World Bank officials joined Iraqi government representatives yesterday in Kuwait City to seek pledges from more than 2,000 representatives of international firms. They talked up legal guarantees available in post-IS Iraq, pointing to an investment law that offers ownership, unlimited cash transfers and tax breaks, among other benefits.

Nizar Nasser Hussein, head of the legal department at the National Investment Commission, said the latest version of the law does not distinguish between foreign and Iraqi investors. "Foreign investors can establish Iraqi companies," he told AFP, adding that investors would be given lease contracts for 50 years, renewable for a similar period. Investors will also be exempt from customs duties and income tax for 10-15 years, Hussein said. Araji said investors in Iraq will find "high risks, but high returns".

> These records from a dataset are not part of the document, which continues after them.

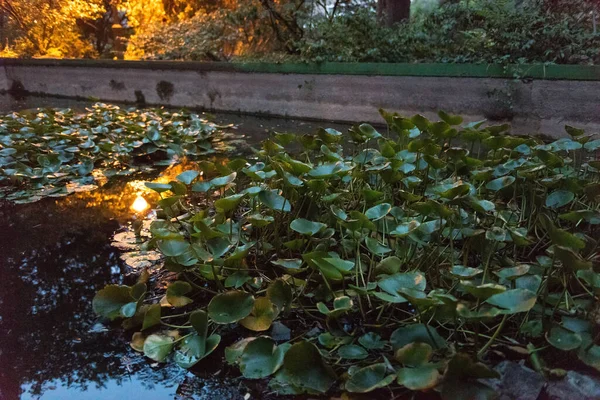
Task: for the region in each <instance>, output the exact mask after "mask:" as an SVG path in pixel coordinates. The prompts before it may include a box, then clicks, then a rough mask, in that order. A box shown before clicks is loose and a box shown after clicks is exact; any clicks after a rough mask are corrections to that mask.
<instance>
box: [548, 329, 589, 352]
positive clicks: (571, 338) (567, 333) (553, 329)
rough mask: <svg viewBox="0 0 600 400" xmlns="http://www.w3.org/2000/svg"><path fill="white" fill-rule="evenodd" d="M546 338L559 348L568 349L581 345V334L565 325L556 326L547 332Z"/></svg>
mask: <svg viewBox="0 0 600 400" xmlns="http://www.w3.org/2000/svg"><path fill="white" fill-rule="evenodd" d="M546 340H547V341H548V343H550V344H551V345H552V346H554V347H556V348H557V349H560V350H564V351H568V350H575V349H576V348H578V347H579V346H581V335H580V334H579V333H575V332H571V331H569V330H567V329H565V328H563V327H560V326H555V327H554V328H552V329H551V330H550V332H546Z"/></svg>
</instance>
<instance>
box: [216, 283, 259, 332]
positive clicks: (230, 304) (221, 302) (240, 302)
mask: <svg viewBox="0 0 600 400" xmlns="http://www.w3.org/2000/svg"><path fill="white" fill-rule="evenodd" d="M253 307H254V296H252V295H251V294H250V293H247V292H244V291H241V290H232V291H229V292H225V293H219V294H218V295H216V296H215V297H213V298H212V300H211V301H210V303H209V304H208V315H209V316H210V318H211V319H212V320H213V321H214V322H215V323H217V324H232V323H234V322H238V321H239V320H241V319H243V318H246V317H247V316H248V315H250V313H251V312H252V309H253Z"/></svg>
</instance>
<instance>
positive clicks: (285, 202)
mask: <svg viewBox="0 0 600 400" xmlns="http://www.w3.org/2000/svg"><path fill="white" fill-rule="evenodd" d="M258 199H259V200H260V201H261V203H263V204H265V205H266V206H267V207H269V208H270V209H272V210H275V211H283V212H290V211H291V209H292V206H291V203H290V202H289V200H287V199H285V198H284V197H283V196H280V195H279V194H278V193H277V191H272V190H263V191H262V192H260V193H259V194H258Z"/></svg>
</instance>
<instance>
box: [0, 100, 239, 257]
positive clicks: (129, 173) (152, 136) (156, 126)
mask: <svg viewBox="0 0 600 400" xmlns="http://www.w3.org/2000/svg"><path fill="white" fill-rule="evenodd" d="M219 132H220V129H219V127H218V126H217V125H215V124H214V123H212V122H209V121H208V120H206V119H204V118H202V117H200V116H199V115H197V114H193V113H188V112H184V111H181V112H171V111H167V110H162V109H153V110H138V109H135V108H131V109H121V108H119V107H117V106H111V105H106V104H95V105H94V106H93V107H92V108H91V109H88V110H86V112H84V113H78V112H75V111H73V110H71V109H40V110H37V111H35V112H34V113H30V112H25V113H11V114H8V115H4V116H2V117H0V185H1V186H0V198H1V197H6V198H7V199H8V200H13V201H16V202H31V201H36V200H39V199H40V198H43V197H46V196H51V197H59V196H65V195H67V194H69V193H72V192H74V191H80V190H90V189H94V188H95V187H96V186H95V185H96V184H97V183H98V181H102V179H103V178H110V177H112V176H123V175H130V174H132V173H134V172H136V171H139V170H140V168H141V167H142V166H143V164H142V163H139V162H136V161H139V160H140V159H142V160H144V159H146V160H145V161H147V160H148V159H150V161H154V163H155V164H156V165H168V164H170V163H172V162H174V160H175V159H177V158H180V157H184V156H187V157H190V158H194V157H197V156H201V155H207V154H211V153H214V152H215V151H217V150H225V149H227V147H226V146H225V145H224V144H223V143H216V142H217V137H216V134H217V133H219ZM146 164H147V163H146ZM190 173H191V172H190ZM190 173H188V175H186V176H184V177H181V178H180V180H182V181H183V182H184V183H186V182H188V180H189V179H190V178H191V179H193V178H192V176H191V175H189V174H190ZM159 185H160V184H159ZM162 185H164V187H166V188H167V189H169V188H171V186H170V185H169V184H162ZM165 248H166V244H165Z"/></svg>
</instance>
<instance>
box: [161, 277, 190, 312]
mask: <svg viewBox="0 0 600 400" xmlns="http://www.w3.org/2000/svg"><path fill="white" fill-rule="evenodd" d="M191 291H192V285H190V284H189V283H187V282H184V281H175V282H173V283H170V284H169V286H167V294H166V296H167V301H168V302H169V304H170V305H172V306H173V307H183V306H186V305H188V304H190V303H191V302H192V301H193V300H192V299H190V298H189V297H186V296H185V294H187V293H189V292H191Z"/></svg>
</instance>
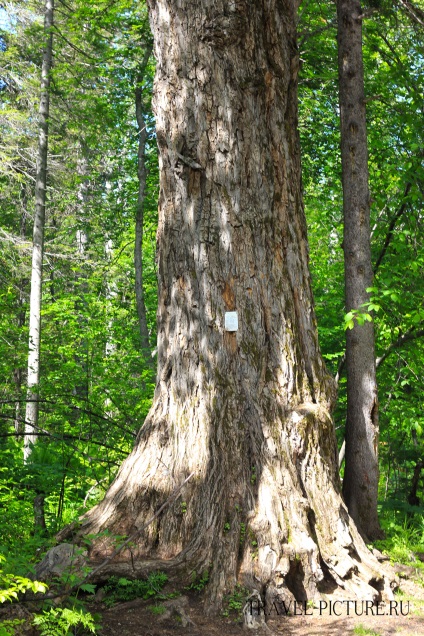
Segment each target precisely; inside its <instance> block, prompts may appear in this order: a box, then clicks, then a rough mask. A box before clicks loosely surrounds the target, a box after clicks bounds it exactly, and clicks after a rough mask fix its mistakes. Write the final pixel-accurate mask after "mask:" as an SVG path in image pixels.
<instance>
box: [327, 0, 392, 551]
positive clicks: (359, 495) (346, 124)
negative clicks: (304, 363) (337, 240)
mask: <svg viewBox="0 0 424 636" xmlns="http://www.w3.org/2000/svg"><path fill="white" fill-rule="evenodd" d="M360 16H361V4H360V2H359V0H338V2H337V21H338V57H339V93H340V129H341V154H342V181H343V211H344V237H343V246H344V263H345V299H346V311H347V312H350V311H352V310H354V311H355V310H359V311H362V309H361V307H362V305H363V304H364V303H366V302H368V301H369V294H368V292H367V288H369V287H371V285H372V280H373V273H372V263H371V245H370V194H369V188H368V149H367V128H366V119H365V95H364V69H363V62H362V19H361V17H360ZM361 322H363V321H361ZM346 370H347V417H346V459H345V471H344V479H343V495H344V498H345V501H346V504H347V507H348V510H349V514H350V516H351V517H352V518H353V519H354V521H355V523H356V524H357V526H358V528H359V529H360V531H361V532H362V534H363V536H364V537H365V538H367V539H368V540H374V539H378V538H381V537H382V531H381V528H380V524H379V521H378V516H377V497H378V477H379V472H378V398H377V380H376V369H375V347H374V324H373V323H372V322H368V321H365V322H364V324H357V323H356V320H355V325H354V327H353V329H347V331H346Z"/></svg>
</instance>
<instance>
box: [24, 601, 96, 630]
mask: <svg viewBox="0 0 424 636" xmlns="http://www.w3.org/2000/svg"><path fill="white" fill-rule="evenodd" d="M33 624H34V625H36V627H37V628H38V630H39V632H40V636H64V634H74V635H75V636H76V635H81V636H82V635H83V634H87V633H91V634H95V633H96V631H97V627H98V626H97V625H96V623H95V619H94V617H93V616H92V615H91V614H90V613H89V612H84V611H82V610H76V609H68V608H66V607H56V608H53V607H51V608H50V609H49V610H45V611H44V612H43V613H42V614H39V615H38V616H35V617H34V620H33Z"/></svg>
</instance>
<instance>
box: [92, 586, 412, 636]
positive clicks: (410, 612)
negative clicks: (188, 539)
mask: <svg viewBox="0 0 424 636" xmlns="http://www.w3.org/2000/svg"><path fill="white" fill-rule="evenodd" d="M401 591H402V593H403V594H402V595H401V596H397V597H396V600H397V601H398V606H397V608H396V607H394V606H393V607H392V612H391V615H390V612H389V609H390V608H388V607H387V608H385V613H384V614H383V615H379V616H377V615H372V614H371V611H368V613H367V614H365V612H364V613H363V614H362V615H355V608H354V606H353V605H352V604H351V606H350V611H349V613H350V615H349V616H347V615H346V610H345V612H344V614H342V615H341V616H334V615H332V616H330V615H329V612H328V609H327V611H326V610H325V609H323V610H322V611H321V612H320V611H319V608H315V609H307V611H308V613H312V615H311V616H305V615H296V616H293V615H292V616H285V615H280V616H276V615H274V616H273V617H270V618H269V619H268V620H267V627H266V628H265V629H262V630H260V631H259V634H268V636H272V635H273V634H274V635H275V636H280V635H281V636H282V635H284V636H346V635H347V634H353V633H354V629H355V627H356V628H357V633H359V634H363V636H393V635H395V634H399V635H400V636H421V635H422V636H424V587H422V585H417V584H416V583H414V582H413V581H410V580H405V581H402V585H401ZM400 600H402V611H403V614H405V615H404V616H403V615H401V613H400V611H399V613H398V615H396V609H398V610H399V609H400V605H399V601H400ZM158 607H159V608H160V609H158ZM336 609H337V612H338V613H341V612H340V605H339V606H337V608H336ZM361 609H362V608H361V606H360V604H358V605H357V614H360V612H361ZM98 610H100V613H101V615H102V632H101V633H102V636H183V635H187V636H246V633H247V632H250V633H252V635H253V634H255V633H258V632H253V631H251V630H246V628H245V627H243V625H242V622H241V621H240V619H237V617H233V618H232V617H223V616H220V615H218V616H207V615H206V614H205V611H204V606H203V601H202V598H201V596H196V595H194V594H189V595H188V596H183V597H179V598H177V599H175V600H172V601H170V602H167V601H164V602H163V603H161V602H156V604H155V603H152V601H143V600H135V601H130V602H128V603H120V604H119V605H115V606H114V607H112V608H110V609H104V608H101V607H99V608H98ZM161 611H162V612H163V613H162V614H160V613H158V612H161ZM320 613H321V615H320ZM359 627H362V630H360V629H359Z"/></svg>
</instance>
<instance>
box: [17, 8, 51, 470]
mask: <svg viewBox="0 0 424 636" xmlns="http://www.w3.org/2000/svg"><path fill="white" fill-rule="evenodd" d="M53 9H54V0H46V4H45V13H44V34H45V38H46V43H45V47H44V52H43V61H42V66H41V94H40V108H39V139H38V155H37V174H36V183H35V215H34V234H33V248H32V269H31V295H30V305H29V345H28V380H27V382H28V392H27V400H28V401H27V406H26V412H25V437H24V460H25V461H27V459H28V457H29V455H30V454H31V449H32V445H33V444H34V443H35V440H36V439H37V437H36V429H37V425H38V384H39V382H40V337H41V294H42V282H43V253H44V220H45V210H46V184H47V145H48V132H49V105H50V93H49V87H50V70H51V67H52V59H53V31H52V28H53Z"/></svg>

Iraq, the second largest oil producer in the OPEC cartel, also plans to sharply increase its output capacity to seven million barrels a day by 2022, its oil minister said. Iraq now has an oil production capacity of five million barrels per day (bpd) but is pumping just over 4.7 million under an OPEC output cut agreement. "Our target is to reach seven million bpd by 2022," Jabbar Al-Luaybi said, while presenting oil and gas projects available for private foreign investors.

Luaybi said Iraq sits on proven crude reserves of 145 billion barrels but he is confident the figure will jump to around 250 billion barrels with sufficient investment. He said the war-battered nation plans to boost natural gas production to seven billion cubic feet per day by 2021 from the current output of 2.7 billion cubic feet. Luaybi called on foreign investors to seize huge investment opportunities in the oil and gas sector where billions of dollars are required immediately in accordance with an Iraqi reconstruction plan.

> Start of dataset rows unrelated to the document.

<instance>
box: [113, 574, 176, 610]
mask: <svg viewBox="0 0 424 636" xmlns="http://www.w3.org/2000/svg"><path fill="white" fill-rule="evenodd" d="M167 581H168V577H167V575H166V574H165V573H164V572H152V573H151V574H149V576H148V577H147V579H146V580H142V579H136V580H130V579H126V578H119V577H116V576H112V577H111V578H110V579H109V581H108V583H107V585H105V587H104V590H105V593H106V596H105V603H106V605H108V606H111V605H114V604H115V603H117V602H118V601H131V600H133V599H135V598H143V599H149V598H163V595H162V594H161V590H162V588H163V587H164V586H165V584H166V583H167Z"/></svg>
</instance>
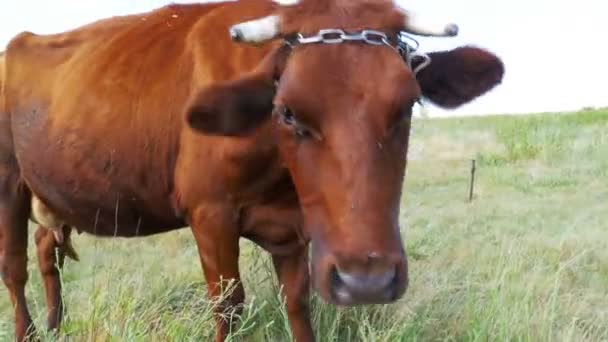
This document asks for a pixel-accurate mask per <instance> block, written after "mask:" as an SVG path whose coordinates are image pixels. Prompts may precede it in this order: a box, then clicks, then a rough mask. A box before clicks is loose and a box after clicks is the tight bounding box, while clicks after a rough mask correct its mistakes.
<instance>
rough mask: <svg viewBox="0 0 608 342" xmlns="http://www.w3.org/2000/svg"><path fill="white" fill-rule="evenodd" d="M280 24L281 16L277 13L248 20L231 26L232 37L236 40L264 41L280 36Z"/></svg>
mask: <svg viewBox="0 0 608 342" xmlns="http://www.w3.org/2000/svg"><path fill="white" fill-rule="evenodd" d="M279 26H280V18H279V16H276V15H271V16H269V17H266V18H262V19H257V20H252V21H246V22H244V23H240V24H237V25H234V26H232V27H231V28H230V31H229V32H230V39H232V40H233V41H235V42H246V43H263V42H266V41H269V40H272V39H274V38H276V37H277V36H278V34H279Z"/></svg>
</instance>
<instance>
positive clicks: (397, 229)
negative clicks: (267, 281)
mask: <svg viewBox="0 0 608 342" xmlns="http://www.w3.org/2000/svg"><path fill="white" fill-rule="evenodd" d="M408 25H409V26H408ZM361 27H366V28H372V29H375V30H379V31H383V32H387V34H396V32H398V31H400V30H405V29H409V31H412V32H416V33H419V34H421V33H422V34H431V35H451V34H453V33H455V30H456V29H455V26H453V25H443V26H441V27H440V28H425V27H423V26H420V25H419V24H418V26H415V27H414V28H412V25H411V23H410V20H409V17H408V15H407V14H406V13H405V12H403V11H402V10H400V9H398V8H397V7H395V6H394V5H393V4H392V3H390V2H387V1H378V2H371V1H352V0H351V1H336V2H335V3H330V2H327V1H323V2H320V1H319V2H315V1H308V2H306V1H304V2H303V3H300V4H295V5H290V6H287V7H285V8H281V9H280V10H279V12H278V14H277V15H275V16H271V17H267V18H263V19H260V20H257V21H253V22H248V23H244V24H240V25H237V26H235V27H233V29H232V36H233V38H234V39H235V40H240V41H248V42H255V43H259V42H261V41H264V40H268V39H274V38H276V37H289V36H292V35H293V34H294V33H302V34H303V35H305V36H307V35H312V34H315V33H316V32H318V31H319V30H320V29H326V28H341V29H344V30H345V31H349V30H353V29H357V28H361ZM430 57H431V61H432V62H431V63H430V64H429V65H428V66H427V67H426V68H424V69H422V70H421V71H420V72H419V73H418V74H417V75H414V73H413V72H412V70H411V68H410V67H409V66H408V65H407V64H406V63H404V61H403V59H402V58H401V56H400V55H399V54H397V53H396V52H395V50H393V49H392V48H390V47H388V46H385V45H371V44H363V43H344V44H317V45H303V46H297V47H294V48H289V47H282V48H278V49H277V50H275V51H274V52H273V53H271V54H269V55H268V56H267V57H266V59H265V60H264V61H263V62H262V63H261V64H260V66H259V67H258V68H257V69H256V70H255V71H254V72H252V73H250V74H248V75H245V76H244V77H243V78H241V79H238V80H236V81H230V82H226V83H222V84H217V85H214V86H212V87H210V88H207V89H204V90H202V91H201V92H200V93H199V94H197V96H196V97H194V98H193V100H192V103H191V106H190V107H189V108H190V109H189V112H188V114H187V119H188V122H189V123H190V125H191V126H192V127H193V128H194V129H196V130H198V131H201V132H203V133H205V134H215V135H242V134H247V133H248V132H250V131H251V130H253V129H255V128H256V127H258V126H259V125H260V123H262V122H264V121H266V120H269V119H270V120H272V122H273V124H272V127H273V130H274V132H275V134H276V139H277V144H278V148H279V153H280V159H281V161H282V163H283V164H284V165H285V167H286V168H287V169H288V170H289V172H290V174H291V177H292V179H293V182H294V184H295V187H296V191H297V193H298V197H299V200H300V204H301V206H302V210H303V213H304V221H305V224H304V226H305V227H304V229H305V230H306V232H305V233H306V235H307V236H309V237H310V239H311V242H312V246H313V248H312V251H313V253H312V275H313V281H314V285H315V287H316V288H317V289H318V290H319V292H320V293H321V295H322V296H323V297H324V298H325V299H326V300H328V301H330V302H334V303H337V304H343V305H352V304H363V303H387V302H391V301H394V300H396V299H397V298H399V297H401V295H402V294H403V293H404V291H405V289H406V287H407V280H408V275H407V274H408V270H407V258H406V253H405V251H404V248H403V243H402V241H401V234H400V229H399V223H398V218H399V209H400V208H399V207H400V198H401V189H402V184H403V179H404V172H405V166H406V154H407V149H408V140H409V132H410V121H411V115H412V106H413V104H414V103H415V102H416V100H418V99H419V98H420V97H425V98H427V99H428V100H430V101H432V102H434V103H436V104H438V105H440V106H443V107H447V108H454V107H457V106H460V105H462V104H464V103H466V102H469V101H471V100H472V99H474V98H476V97H477V96H479V95H481V94H483V93H485V92H486V91H488V90H489V89H491V88H492V87H493V86H495V85H496V84H498V83H499V82H500V81H501V79H502V75H503V65H502V63H501V62H500V60H499V59H498V58H497V57H496V56H494V55H492V54H491V53H489V52H486V51H484V50H481V49H477V48H473V47H463V48H459V49H456V50H453V51H448V52H437V53H432V54H430ZM271 113H272V115H271Z"/></svg>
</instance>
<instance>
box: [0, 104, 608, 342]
mask: <svg viewBox="0 0 608 342" xmlns="http://www.w3.org/2000/svg"><path fill="white" fill-rule="evenodd" d="M471 159H475V160H476V161H477V174H476V176H477V181H476V188H475V196H474V200H473V202H471V203H469V202H468V187H469V178H470V164H471ZM401 224H402V229H403V236H404V243H405V245H406V248H407V251H408V254H409V260H410V288H409V290H408V292H407V293H406V295H405V296H404V297H403V298H402V299H401V300H399V301H398V302H397V303H395V304H393V305H384V306H369V307H357V308H348V309H337V308H336V307H333V306H331V305H327V304H324V303H323V302H322V301H321V300H320V299H319V298H318V297H317V296H313V298H312V306H313V314H312V317H313V320H314V327H315V331H316V334H317V338H318V340H319V341H534V342H536V341H598V342H599V341H608V109H596V110H585V111H580V112H575V113H553V114H536V115H525V116H488V117H469V118H450V119H415V120H414V121H413V134H412V138H411V144H410V153H409V164H408V169H407V179H406V182H405V184H404V193H403V197H402V212H401ZM30 231H31V232H30V234H31V235H32V234H33V229H30ZM31 240H32V242H31V245H30V249H29V254H30V263H29V265H30V266H29V270H30V281H29V282H28V285H27V295H28V298H29V301H30V311H31V313H32V315H33V316H34V318H35V321H36V325H37V327H38V330H39V331H41V330H43V329H41V328H43V327H44V322H45V316H46V306H45V304H44V295H43V293H44V292H43V288H42V285H41V281H40V276H39V274H38V271H37V265H36V259H35V250H34V245H33V238H32V239H31ZM74 245H75V247H76V249H77V251H78V252H79V254H80V259H81V261H80V262H73V261H67V262H66V266H65V268H64V270H63V274H62V279H63V285H64V297H65V301H66V305H67V310H68V311H67V318H66V321H65V323H64V326H63V330H62V335H61V336H60V337H59V340H62V341H63V340H69V341H146V342H147V341H209V340H212V336H213V333H214V324H213V318H212V315H211V310H210V307H211V303H210V302H209V300H208V299H207V298H206V296H205V293H206V290H205V284H204V279H203V275H202V272H201V267H200V263H199V261H198V253H197V251H196V248H195V245H194V241H193V238H192V236H191V234H190V232H189V231H188V230H182V231H178V232H174V233H168V234H164V235H160V236H156V237H151V238H145V239H130V240H127V239H95V238H92V237H90V236H86V235H84V234H83V235H75V236H74ZM242 246H243V252H242V258H241V264H242V275H243V278H244V283H245V287H246V289H247V295H248V297H247V304H246V309H245V311H244V313H243V315H242V317H241V318H240V324H239V325H238V327H237V330H236V331H234V333H233V334H232V336H231V337H230V340H231V341H241V340H247V341H289V339H290V332H289V327H288V323H287V320H286V313H285V310H284V309H283V306H282V300H281V297H280V296H278V295H277V291H278V290H279V289H278V288H277V282H276V279H275V276H274V273H273V272H272V266H271V263H270V260H269V258H268V256H267V255H266V254H265V253H264V252H263V251H261V250H259V249H258V248H256V247H254V246H253V245H252V244H251V243H249V242H247V241H243V242H242ZM13 327H14V325H13V314H12V309H11V308H10V303H9V300H8V295H7V293H6V289H5V287H4V286H3V285H2V286H0V341H10V340H11V339H12V334H13ZM43 339H44V340H45V341H54V340H55V339H54V338H52V337H49V336H47V337H45V338H43Z"/></svg>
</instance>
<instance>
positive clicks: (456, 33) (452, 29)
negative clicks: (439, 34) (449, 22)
mask: <svg viewBox="0 0 608 342" xmlns="http://www.w3.org/2000/svg"><path fill="white" fill-rule="evenodd" d="M458 31H459V28H458V25H456V24H448V25H446V27H445V34H446V35H447V36H449V37H456V36H457V35H458Z"/></svg>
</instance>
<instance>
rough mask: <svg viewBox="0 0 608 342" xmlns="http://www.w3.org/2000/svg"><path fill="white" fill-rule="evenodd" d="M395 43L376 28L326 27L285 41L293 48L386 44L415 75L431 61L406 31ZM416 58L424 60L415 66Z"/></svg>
mask: <svg viewBox="0 0 608 342" xmlns="http://www.w3.org/2000/svg"><path fill="white" fill-rule="evenodd" d="M395 40H396V42H395V44H393V43H391V40H390V39H389V37H388V35H387V34H386V33H384V32H381V31H376V30H363V31H360V32H354V33H347V32H345V31H344V30H340V29H324V30H319V32H318V33H317V34H315V35H313V36H308V37H305V36H304V35H302V34H301V33H298V34H297V35H295V37H292V38H290V39H286V40H285V42H286V44H287V45H288V46H290V47H291V48H293V47H295V46H298V45H307V44H342V43H347V42H361V43H364V44H369V45H378V46H381V45H385V46H388V47H390V48H392V49H393V50H395V51H396V52H397V53H398V54H399V55H400V56H401V58H403V60H404V61H405V63H406V64H407V65H408V66H409V67H410V69H412V72H413V73H414V75H416V74H418V72H419V71H420V70H422V69H424V68H426V67H427V66H428V65H429V64H430V63H431V58H430V57H429V56H428V55H427V54H425V53H422V52H418V48H419V46H420V44H419V43H418V41H416V40H415V39H414V38H413V37H411V36H409V35H407V34H406V33H405V32H399V33H398V34H397V37H396V39H395ZM415 58H420V59H422V60H423V61H422V62H421V63H420V64H418V66H416V67H415V68H414V65H413V62H414V59H415Z"/></svg>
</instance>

The minister said IS attacks in Iraq had reduced the country's refining capacity from 930,000 bpd to just 450,000 bpd. But reconstruction efforts have succeeded in regaining 70,000 barrels per day. He outlined plans to build seven new refineries with a production capacity of 700,000 bpd by 2021. Luaybi also outlined plans to build new pipelines and export facilities mainly in the oil-rich southern region.

At a joint press conference later with Tillerson, Kuwait's Deputy Prime Minister and Foreign Minister Sheikh Sabah Al-Khaled Al-Sabah announced that the participants in the ministerial meeting of the global coalition to defeat IS adopted a number of guidelines to ensure efforts to defeat the organization. Sheikh Sabah Al-Khaled said the participants in the meeting agreed to continue their efforts and coordination among them to combat this organization and the phenomenon of foreign fighters, as well as coordination of communications in order to address the propaganda campaigns of IS through various means of communication, whether the media or the Internet.

Tillerson pledged to provide $200 million to support the efforts of the international coalition against IS. He expressed his thanks to Kuwait for mediating in the Gulf crisis in order to resolve it, pointing out that the US will seek to restore cooperation among the GCC countries. He also congratulated Kuwait for assuming the rotating presidency of the UN Security Council and for exerting pressure on North Korea, encouraging it to take a different path and renouncing its nuclear weapons.